第83話 掟
カラーズ幹部との話が終わった俺は、拠点内の開けた場所で手合わせを行うテンマと銀次、そしてクロの元へと来ていた。
後でできる話をする為に、途中で手合わせの邪魔をするのもなんだと、俺は大人しく遠目からその手合わせの様子を観察する。
手合わせの組み合わせは、これは力量差を考慮してるのだろう。
銀次・クロvsテンマの2対1。
しかし、そこはスキルの有無という決定的な違いがある為か、やはり戦局はテンマの優勢に見える。
いくら銀次とクロが常日頃から頑張っているとはいえ、その差は大きい。加えて銀次やクロがやっている鍛錬は、当然テンマも同レベルで熟している。
となれば、この戦況は至極妥当なものだと言えるだろう。
「はははっ!銀ちゃんもクロも凄いね!この強さなら、スキルを獲得して初期の頃の僕ならちょっと危なかったよ!まぁ、どっちか1人は死んでたかもしれないけど」
「はぁ…はぁ…そうか、なら俺も順調に成長してるってことだな。だが、まだまだだ。そうだろう、クロ」
「ガゥゥ…!」
まだまだ元気な様子のテンマに対して、見るからに疲労感を漂わせた様子の銀次とクロ。しかし、未だその瞳にはしっかりと闘志を宿らせていた。
「いいね、いいね!僕も2人がスキルを獲得する日が待ち遠しくなってきたよ!ふふっ、僕もここからは少し本気を出すよ!最後まで手加減をしたままってのも本気の2人に対して失礼だしね!」
おそらく、テンマはここまでスキルのない銀次やクロに配慮して、スキルを直接攻撃で使用することを控えていた。銀次とクロの四肢が残っていることからしてもその事がよくわかる。
ん…いや、よく見ると銀次の右手首とクロの腹部から内臓っぽいのが見える気もするが…まぁ、そこは死なない程度の強度でテンマも相手をしていたのだろう。多分。
「ふふっ、銀ちゃんとクロはこれをどうやって対処するのかな!」
『…!』
そう言うテンマは、徐にダランと垂らしていた両手をポケットの中に入れ、警戒を露にする銀次とクロを見据える。

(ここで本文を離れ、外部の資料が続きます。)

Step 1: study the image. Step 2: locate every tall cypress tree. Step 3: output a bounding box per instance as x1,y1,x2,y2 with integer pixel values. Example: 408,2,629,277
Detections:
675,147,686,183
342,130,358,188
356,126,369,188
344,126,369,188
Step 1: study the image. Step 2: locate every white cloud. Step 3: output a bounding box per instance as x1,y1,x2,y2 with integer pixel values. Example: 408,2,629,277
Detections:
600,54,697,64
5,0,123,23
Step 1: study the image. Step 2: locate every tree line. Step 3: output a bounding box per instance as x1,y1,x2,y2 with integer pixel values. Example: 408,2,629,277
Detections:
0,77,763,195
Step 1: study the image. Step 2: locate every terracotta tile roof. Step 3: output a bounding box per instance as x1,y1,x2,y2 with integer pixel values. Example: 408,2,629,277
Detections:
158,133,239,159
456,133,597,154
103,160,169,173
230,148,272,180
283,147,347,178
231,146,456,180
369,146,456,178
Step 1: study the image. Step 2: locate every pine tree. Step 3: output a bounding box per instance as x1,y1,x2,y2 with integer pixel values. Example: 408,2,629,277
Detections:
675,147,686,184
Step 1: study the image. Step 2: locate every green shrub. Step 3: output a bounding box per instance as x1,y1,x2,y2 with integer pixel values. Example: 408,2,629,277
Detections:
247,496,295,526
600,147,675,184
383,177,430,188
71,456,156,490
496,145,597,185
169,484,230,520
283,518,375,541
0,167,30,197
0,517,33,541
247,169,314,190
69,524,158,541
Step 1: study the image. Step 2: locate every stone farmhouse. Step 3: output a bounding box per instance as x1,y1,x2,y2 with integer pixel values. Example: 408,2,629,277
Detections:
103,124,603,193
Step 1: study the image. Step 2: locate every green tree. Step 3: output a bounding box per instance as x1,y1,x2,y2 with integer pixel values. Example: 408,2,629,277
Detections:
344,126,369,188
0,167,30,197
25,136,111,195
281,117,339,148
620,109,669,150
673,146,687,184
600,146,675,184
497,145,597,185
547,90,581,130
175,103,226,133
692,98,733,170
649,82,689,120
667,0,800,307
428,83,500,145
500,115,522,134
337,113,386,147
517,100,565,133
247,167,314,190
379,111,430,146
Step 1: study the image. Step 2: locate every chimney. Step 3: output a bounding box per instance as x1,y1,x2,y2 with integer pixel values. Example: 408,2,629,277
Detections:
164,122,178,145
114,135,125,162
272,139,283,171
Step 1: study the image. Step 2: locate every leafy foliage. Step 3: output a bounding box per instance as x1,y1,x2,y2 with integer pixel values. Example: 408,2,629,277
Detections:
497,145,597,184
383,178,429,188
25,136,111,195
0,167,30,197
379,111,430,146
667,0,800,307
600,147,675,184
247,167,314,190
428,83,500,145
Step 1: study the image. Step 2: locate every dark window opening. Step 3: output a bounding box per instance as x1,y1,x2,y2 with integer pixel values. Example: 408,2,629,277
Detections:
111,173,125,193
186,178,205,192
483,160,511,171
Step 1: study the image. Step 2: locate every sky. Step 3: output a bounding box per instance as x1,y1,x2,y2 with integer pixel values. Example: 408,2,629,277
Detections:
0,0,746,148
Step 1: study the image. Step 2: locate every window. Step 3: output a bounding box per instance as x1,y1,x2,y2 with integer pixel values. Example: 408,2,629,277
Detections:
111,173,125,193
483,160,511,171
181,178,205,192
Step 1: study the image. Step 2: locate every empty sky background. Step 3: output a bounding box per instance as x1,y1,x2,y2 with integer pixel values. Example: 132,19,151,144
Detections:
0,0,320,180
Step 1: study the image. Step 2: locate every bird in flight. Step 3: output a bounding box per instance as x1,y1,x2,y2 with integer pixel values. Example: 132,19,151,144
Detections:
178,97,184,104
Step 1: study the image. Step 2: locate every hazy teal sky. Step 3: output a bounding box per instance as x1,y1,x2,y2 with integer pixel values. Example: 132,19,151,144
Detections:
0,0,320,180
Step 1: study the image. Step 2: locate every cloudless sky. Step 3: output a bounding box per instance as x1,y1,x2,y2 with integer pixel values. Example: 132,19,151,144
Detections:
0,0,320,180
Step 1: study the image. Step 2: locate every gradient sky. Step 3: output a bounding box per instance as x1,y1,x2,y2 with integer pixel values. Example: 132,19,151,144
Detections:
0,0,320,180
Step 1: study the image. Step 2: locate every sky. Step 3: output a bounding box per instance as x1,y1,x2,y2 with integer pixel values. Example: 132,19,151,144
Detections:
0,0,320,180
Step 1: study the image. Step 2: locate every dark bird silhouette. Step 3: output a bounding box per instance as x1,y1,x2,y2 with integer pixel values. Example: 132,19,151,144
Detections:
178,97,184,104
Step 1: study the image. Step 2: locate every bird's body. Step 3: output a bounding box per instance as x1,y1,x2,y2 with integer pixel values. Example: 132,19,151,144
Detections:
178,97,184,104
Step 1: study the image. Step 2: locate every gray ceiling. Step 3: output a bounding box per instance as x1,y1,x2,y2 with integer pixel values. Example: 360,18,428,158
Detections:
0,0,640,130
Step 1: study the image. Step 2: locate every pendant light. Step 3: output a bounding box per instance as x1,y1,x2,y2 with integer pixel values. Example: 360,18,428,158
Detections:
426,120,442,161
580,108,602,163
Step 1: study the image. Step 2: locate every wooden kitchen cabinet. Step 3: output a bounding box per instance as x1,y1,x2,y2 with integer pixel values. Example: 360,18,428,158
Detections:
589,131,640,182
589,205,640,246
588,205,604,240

そして、テンマは不気味な笑みを浮かべ、油断とも取れるその格好のまま口を開く。
「風系統術『鬼雨十刃』」
『…?』
テンマから技名だと思われるものが発声されて尚、何も起こらないことに「不発か?」と首を傾げてアホ面をかます銀次とクロ。
「…っ!」
一方、俺はというとそんな奴等を他所に、テンマの発声と共に即座に銀次とクロの元へと駆け出していた。
急ぐ理由は、単純。俺はこの技を知っているからだ。そして、その威力を身をもって体験している。

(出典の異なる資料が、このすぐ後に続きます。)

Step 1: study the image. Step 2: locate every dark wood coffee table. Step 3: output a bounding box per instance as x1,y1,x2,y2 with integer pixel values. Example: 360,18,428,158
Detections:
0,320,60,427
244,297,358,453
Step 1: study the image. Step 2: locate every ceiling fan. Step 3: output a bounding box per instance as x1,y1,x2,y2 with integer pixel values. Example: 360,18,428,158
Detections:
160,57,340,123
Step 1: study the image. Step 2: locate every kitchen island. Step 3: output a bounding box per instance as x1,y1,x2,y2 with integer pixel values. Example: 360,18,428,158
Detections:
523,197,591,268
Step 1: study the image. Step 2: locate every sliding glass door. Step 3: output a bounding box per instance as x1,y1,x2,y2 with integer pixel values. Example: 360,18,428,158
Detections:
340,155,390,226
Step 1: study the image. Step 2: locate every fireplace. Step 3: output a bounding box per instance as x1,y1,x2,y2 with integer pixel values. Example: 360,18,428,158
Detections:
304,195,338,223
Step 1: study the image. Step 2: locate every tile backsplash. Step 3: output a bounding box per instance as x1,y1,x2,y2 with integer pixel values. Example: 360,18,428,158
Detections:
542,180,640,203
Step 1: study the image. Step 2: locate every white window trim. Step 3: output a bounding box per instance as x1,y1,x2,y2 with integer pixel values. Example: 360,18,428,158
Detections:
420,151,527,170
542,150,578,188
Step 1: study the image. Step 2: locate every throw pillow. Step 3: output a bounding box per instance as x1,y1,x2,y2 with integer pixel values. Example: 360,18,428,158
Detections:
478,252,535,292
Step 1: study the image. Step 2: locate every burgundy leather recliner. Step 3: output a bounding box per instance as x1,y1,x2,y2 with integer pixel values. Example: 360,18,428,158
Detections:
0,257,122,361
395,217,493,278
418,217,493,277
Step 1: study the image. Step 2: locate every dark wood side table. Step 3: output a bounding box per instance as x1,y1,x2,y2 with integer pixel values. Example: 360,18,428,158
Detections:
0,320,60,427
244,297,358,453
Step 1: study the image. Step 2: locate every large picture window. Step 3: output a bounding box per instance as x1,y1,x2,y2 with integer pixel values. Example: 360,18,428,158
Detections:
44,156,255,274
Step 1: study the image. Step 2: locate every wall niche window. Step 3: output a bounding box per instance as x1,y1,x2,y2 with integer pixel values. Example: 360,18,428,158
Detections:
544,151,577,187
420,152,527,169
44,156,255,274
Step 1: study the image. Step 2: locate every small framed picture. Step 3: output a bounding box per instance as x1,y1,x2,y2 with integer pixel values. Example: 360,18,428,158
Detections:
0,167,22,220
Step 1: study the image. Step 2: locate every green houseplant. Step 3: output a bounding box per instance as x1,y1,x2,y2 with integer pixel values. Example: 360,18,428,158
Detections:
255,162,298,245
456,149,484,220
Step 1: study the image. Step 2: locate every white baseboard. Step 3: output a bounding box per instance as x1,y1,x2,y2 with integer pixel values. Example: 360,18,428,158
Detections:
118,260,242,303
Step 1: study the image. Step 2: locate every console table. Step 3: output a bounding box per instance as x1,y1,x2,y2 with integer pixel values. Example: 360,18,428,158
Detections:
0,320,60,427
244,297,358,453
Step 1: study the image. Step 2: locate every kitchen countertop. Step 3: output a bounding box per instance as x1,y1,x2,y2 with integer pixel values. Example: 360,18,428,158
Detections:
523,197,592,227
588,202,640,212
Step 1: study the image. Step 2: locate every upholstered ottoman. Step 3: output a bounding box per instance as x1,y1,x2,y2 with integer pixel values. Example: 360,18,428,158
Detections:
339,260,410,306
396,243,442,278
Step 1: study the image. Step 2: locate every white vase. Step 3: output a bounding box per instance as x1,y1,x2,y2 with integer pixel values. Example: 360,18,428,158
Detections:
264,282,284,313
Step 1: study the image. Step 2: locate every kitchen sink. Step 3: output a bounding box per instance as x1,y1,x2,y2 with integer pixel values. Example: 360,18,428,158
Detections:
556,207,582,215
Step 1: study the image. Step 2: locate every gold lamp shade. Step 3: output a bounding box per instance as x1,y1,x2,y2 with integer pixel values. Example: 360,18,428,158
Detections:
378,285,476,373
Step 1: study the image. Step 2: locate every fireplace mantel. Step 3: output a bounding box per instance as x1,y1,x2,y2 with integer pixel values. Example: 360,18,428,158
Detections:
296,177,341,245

故に分かる。今の銀次とクロがこれを対処するには荷が重い。
この技の攻撃の軌道は今までのものとは異なり、テンマを起点としたものではない。
鬼雨、それはゲリラ豪雨の別称だ。そして、その意とは急に激しく降る雨のこと。
つまり、鬼雨十刃とは…激しく降る雨の如く降る十の刃。
あのバカ、俺が見てると知ってか知らずか、完全に手加減を間違えやがった。
『?!』
物凄い速度で距離を詰める俺にようやく気付いた銀次とクロは、揃って驚愕で目を見開く。
以前までのように分かりやすい予備動作で風の刃を放つテンマはもういない。
豊富なマナ量と巧みなマナ操作技術。
それを身につけたテンマは、もはや間合いであればどこからでも攻撃の風を作り出すことが出来る。
今思えば、テンマがポケットに手を入れたのは、予備動作の有無が生死に関わる銀次やクロへの一種の手加減だったのかもしれない。
しかし、こと今回に限ってはその仕草はむしろ不意を突く必殺技へと昇華してしまう。
銀次とクロはこの技は初見だ。
「歯、食いしばれ」
刃の雨は、既に銀次やクロへ容赦なく降り注ごうと直ぐそこまで迫っている。2秒…いや1秒も有れば、銀次とクロは見るも無惨な姿に捌かれてしまうだろう。
故に、俺にもコイツらを態々抱えたりする余裕はない。
ここで俺共々、回避する手段は一つ。
『グァッ!?』
ぶっ飛ばす。
無論、文字通りの意味だ。
——ガシャーンッ
俺にぶっ飛ばされたもとい強制的な回避行動を取らされた銀次とクロは、物凄い音を立てて、使われなくなった道具や資材がひとまとめになっている場所へと突っ込む。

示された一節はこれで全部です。